The psychologist never showed up. For the next half hour or so, I sat with Mrs. Schmulowitz and tried to paint watercolor trees and mountains per Meredith Crisp’s direction while the instructor patrolled us, critiquing our work like he actually knew something about art.
“A rather avant-garde use of pigment,” Crisp said, assessing my artistic offering with his arms folded and the tip of one index finger tapping his pursed lips. “But I must say, the placement
of your seagulls seems perhaps just a tad random.”
“Those aren’t seagulls. Those are splatters.”
“I see.”
I needed a break.
There was a wooden bench outside under a big leafy tree. I sat down, spread my arms across the back of the bench, and watched the world go by. The tree was a jacaranda—“jacks,” as the locals called them. They produced profusions of delicate, bell-shaped flowers that, for a few weeks in late spring, bathed Rancho Bonita in a violet-colored haze. Many residents condemned them as “messy.” They disliked jacks for their tendency to drop sticky blossoms on the freshly waxed Porsches and Benzes of the town’s moneyed minions. If for no other reason, they were among my favorite trees.
People came and went: office workers in business suits; tourists clutching guidebooks, with cameras slung around their necks. A shirtless dude of about twenty in grimy jeans, with tattoos covering his toothpick arms and scrawny chest, rolled up on his skateboard to ask if I had any spare change.
“I was about to ask you for some,” I said.
He rolled on without a word.
The sun felt good on my face. A middle-aged redhead strutted past me in stiletto boots, wearing too much makeup and some sort of gauzy, gypsy skirt-blouse combo. She gave me a little smile. I didn’t notice her, however, as much as I did what she was toting in her right hand: a big brown shopping bag from the Nordstrom department store over on California Street, in the swanky, open-air, Casa Grande mall.
Nordstrom.
My brain flashed back on Chad Lovejoy and what he’d mentioned after Savannah and I landed at the Tahoe airport. Wasn’t Nordstrom where he said his ex-girlfriend sold jewelry, the one he maintained an open dialogue with? What did he say her name was? It took me a few seconds to remember: Cherry.

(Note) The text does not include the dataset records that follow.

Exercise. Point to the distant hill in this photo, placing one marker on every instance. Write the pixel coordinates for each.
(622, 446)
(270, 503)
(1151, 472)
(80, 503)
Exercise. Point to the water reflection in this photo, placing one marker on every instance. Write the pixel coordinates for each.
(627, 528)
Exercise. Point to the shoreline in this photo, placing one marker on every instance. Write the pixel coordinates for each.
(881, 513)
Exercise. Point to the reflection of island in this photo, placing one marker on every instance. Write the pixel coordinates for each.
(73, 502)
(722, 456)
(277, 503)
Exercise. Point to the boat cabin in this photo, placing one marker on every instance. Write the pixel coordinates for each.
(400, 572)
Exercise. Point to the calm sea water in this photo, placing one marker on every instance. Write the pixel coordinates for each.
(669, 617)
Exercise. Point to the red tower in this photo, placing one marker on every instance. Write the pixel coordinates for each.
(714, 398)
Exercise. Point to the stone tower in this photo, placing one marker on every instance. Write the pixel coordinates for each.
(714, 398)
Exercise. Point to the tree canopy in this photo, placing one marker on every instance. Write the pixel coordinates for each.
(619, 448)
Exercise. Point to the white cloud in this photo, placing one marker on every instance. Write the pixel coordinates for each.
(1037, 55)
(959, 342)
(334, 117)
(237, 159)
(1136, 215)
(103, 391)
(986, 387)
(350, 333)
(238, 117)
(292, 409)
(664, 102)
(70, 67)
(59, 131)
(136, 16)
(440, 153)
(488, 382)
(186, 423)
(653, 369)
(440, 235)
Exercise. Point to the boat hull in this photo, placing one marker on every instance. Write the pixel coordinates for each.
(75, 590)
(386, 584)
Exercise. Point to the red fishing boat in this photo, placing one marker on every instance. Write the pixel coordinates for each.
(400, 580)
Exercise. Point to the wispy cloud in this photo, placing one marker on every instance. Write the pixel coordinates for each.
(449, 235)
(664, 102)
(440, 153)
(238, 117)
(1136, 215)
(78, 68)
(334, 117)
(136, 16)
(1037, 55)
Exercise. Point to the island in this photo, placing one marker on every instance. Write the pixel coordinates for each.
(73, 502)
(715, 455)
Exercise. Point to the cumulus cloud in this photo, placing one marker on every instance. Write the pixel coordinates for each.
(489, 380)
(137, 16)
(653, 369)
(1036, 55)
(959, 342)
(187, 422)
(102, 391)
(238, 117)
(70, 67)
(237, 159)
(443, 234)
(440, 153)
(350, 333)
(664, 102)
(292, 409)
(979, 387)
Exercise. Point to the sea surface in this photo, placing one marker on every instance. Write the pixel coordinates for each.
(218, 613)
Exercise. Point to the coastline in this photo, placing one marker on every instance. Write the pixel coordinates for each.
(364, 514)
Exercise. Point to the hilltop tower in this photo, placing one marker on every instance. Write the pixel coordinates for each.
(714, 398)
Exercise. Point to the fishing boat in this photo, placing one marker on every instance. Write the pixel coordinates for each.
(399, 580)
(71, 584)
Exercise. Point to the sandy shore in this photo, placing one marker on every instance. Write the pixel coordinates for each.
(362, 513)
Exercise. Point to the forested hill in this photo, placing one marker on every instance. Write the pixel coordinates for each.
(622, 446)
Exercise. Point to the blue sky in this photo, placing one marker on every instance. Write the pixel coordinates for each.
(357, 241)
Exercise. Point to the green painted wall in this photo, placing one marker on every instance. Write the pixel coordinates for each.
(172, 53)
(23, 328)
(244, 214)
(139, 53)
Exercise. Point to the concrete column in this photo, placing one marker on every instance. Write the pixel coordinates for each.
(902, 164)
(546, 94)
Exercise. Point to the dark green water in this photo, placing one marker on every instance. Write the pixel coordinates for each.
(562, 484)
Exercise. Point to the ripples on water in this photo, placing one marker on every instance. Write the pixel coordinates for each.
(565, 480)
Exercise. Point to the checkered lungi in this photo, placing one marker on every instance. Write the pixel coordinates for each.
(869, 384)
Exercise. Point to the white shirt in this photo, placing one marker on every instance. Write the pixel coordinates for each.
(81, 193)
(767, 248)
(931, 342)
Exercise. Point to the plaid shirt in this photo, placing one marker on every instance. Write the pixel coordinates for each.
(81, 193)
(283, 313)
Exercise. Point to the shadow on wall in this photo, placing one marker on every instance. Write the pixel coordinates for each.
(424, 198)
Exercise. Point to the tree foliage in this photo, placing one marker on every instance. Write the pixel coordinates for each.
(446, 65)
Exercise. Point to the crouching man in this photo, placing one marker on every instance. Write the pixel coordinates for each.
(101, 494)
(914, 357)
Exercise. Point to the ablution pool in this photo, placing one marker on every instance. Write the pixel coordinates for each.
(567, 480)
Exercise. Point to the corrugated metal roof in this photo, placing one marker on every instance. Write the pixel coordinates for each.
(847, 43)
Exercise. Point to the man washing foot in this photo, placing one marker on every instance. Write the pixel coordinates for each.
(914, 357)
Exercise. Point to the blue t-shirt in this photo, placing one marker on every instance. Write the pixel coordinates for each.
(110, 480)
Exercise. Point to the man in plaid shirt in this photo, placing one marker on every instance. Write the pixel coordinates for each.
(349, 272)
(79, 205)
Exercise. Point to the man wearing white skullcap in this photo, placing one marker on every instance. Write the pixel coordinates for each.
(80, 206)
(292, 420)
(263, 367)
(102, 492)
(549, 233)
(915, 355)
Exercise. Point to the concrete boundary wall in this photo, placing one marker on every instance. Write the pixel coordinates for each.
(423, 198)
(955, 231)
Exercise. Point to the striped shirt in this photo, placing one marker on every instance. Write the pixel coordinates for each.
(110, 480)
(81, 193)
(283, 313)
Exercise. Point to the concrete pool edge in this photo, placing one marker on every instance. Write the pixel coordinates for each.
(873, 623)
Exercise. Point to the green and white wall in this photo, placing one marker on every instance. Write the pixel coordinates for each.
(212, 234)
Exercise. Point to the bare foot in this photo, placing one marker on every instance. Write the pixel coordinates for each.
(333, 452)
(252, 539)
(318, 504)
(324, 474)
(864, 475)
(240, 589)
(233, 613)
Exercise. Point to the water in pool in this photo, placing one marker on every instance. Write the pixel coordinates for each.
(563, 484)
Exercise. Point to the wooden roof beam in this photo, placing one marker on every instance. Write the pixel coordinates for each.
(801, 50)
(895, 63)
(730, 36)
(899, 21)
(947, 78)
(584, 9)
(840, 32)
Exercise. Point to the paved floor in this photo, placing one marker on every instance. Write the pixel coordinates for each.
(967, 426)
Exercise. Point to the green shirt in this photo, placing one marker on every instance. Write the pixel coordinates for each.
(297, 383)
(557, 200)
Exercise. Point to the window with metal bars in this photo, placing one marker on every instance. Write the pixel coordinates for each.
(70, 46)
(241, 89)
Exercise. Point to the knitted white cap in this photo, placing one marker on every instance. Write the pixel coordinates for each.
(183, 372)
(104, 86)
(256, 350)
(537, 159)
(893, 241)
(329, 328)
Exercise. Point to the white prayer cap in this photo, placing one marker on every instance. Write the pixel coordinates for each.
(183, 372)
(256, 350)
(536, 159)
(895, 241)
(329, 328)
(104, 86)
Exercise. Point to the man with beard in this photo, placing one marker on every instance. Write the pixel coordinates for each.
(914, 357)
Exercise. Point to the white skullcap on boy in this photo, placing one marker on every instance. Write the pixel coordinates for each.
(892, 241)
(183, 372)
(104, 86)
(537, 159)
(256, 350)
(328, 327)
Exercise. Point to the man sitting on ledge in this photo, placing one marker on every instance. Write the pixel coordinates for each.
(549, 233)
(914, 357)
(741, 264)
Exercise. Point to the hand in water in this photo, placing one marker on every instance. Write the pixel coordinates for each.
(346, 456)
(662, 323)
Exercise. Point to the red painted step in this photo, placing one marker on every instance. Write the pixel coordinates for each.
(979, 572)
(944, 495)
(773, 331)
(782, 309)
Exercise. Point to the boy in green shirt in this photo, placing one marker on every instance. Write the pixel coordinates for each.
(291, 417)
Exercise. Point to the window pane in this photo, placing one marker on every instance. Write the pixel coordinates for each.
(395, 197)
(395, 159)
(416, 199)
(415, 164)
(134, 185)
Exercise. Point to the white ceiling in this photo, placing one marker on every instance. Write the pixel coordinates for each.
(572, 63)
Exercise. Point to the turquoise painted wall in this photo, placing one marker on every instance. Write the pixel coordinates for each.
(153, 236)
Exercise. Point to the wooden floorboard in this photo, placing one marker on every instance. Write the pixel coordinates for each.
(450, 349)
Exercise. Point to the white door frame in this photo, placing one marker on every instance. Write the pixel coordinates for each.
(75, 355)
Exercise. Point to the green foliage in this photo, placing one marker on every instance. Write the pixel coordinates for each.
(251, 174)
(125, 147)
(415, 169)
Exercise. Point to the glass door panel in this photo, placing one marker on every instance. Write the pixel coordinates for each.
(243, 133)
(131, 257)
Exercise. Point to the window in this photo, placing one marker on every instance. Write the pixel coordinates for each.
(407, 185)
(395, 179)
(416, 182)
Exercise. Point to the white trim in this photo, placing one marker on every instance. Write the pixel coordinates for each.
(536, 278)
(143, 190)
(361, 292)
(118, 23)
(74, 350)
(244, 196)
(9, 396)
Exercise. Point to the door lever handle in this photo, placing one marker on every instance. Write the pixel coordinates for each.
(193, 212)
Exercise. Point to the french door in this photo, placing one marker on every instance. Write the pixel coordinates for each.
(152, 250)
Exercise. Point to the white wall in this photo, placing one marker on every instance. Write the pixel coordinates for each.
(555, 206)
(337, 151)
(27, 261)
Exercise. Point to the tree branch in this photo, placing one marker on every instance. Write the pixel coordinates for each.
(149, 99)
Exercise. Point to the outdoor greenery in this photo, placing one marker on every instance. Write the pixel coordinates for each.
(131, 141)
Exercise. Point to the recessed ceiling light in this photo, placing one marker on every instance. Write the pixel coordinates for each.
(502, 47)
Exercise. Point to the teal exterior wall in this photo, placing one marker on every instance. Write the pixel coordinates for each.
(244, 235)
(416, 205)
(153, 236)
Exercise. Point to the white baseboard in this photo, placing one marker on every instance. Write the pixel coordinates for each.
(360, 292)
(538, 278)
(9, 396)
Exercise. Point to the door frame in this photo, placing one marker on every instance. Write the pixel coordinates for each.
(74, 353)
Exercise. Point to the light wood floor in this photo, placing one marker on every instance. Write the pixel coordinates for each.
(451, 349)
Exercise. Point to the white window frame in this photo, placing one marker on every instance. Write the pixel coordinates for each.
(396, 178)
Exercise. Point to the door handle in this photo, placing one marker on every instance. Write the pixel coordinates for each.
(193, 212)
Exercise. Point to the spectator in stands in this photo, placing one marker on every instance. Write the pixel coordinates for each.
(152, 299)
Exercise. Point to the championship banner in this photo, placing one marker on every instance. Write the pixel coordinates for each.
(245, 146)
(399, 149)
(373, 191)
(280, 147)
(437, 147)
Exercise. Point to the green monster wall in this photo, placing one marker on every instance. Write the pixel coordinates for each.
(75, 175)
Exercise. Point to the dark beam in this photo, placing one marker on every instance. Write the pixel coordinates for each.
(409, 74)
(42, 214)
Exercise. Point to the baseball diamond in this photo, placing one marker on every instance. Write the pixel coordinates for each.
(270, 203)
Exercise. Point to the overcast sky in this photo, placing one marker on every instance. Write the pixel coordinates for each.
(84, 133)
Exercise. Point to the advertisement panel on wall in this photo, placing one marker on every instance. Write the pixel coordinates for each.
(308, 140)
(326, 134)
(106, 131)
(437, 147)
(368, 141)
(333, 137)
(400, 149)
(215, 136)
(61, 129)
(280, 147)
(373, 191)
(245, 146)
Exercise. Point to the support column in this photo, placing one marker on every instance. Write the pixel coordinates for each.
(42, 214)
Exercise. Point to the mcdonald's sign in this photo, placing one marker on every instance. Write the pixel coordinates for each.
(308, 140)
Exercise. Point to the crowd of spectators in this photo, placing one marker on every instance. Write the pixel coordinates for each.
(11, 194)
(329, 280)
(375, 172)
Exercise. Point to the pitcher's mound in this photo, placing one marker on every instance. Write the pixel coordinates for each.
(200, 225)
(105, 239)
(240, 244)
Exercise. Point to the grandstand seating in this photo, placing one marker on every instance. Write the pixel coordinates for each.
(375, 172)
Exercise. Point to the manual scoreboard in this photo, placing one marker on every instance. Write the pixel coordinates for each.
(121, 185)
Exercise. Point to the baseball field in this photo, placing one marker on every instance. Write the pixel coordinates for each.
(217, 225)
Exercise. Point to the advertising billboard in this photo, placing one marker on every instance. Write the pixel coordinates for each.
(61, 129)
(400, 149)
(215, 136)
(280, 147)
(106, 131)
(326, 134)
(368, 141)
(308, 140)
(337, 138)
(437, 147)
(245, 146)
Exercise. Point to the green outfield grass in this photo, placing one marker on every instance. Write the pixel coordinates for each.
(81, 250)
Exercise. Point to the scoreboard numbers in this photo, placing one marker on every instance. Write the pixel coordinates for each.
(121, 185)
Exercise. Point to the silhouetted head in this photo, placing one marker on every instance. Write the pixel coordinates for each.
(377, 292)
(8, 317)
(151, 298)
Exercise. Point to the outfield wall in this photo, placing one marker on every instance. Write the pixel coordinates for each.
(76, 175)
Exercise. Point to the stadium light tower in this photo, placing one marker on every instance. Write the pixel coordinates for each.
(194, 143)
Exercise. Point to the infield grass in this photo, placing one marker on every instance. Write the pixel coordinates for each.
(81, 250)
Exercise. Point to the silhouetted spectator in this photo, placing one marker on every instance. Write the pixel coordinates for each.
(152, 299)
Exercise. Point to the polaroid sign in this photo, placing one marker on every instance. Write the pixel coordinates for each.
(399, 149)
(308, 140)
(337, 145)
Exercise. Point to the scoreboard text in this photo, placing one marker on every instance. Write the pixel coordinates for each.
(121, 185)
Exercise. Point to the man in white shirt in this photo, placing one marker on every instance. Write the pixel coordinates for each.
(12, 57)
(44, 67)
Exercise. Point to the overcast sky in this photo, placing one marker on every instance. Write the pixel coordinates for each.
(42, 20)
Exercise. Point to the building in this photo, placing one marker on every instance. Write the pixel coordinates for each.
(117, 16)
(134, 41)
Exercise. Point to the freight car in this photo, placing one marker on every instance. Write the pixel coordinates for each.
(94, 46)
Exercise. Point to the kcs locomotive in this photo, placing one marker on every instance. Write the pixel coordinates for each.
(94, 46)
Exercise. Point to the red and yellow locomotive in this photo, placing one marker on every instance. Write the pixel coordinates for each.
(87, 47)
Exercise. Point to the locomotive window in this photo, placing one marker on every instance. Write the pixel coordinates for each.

The mall was two blocks to the west. I walked it.
I’D NEVER been inside the Nordstrom in downtown Rancho Bonita. Or any Nordstrom, for that matter. When fashion and wardrobe are as personally relevant to you as the weather on Venus or who wins the annual World Adult Kickball Association championship, you tend not to do your clothes shopping at such places. Like I said, Sears is more my speed. Only I wasn’t shopping.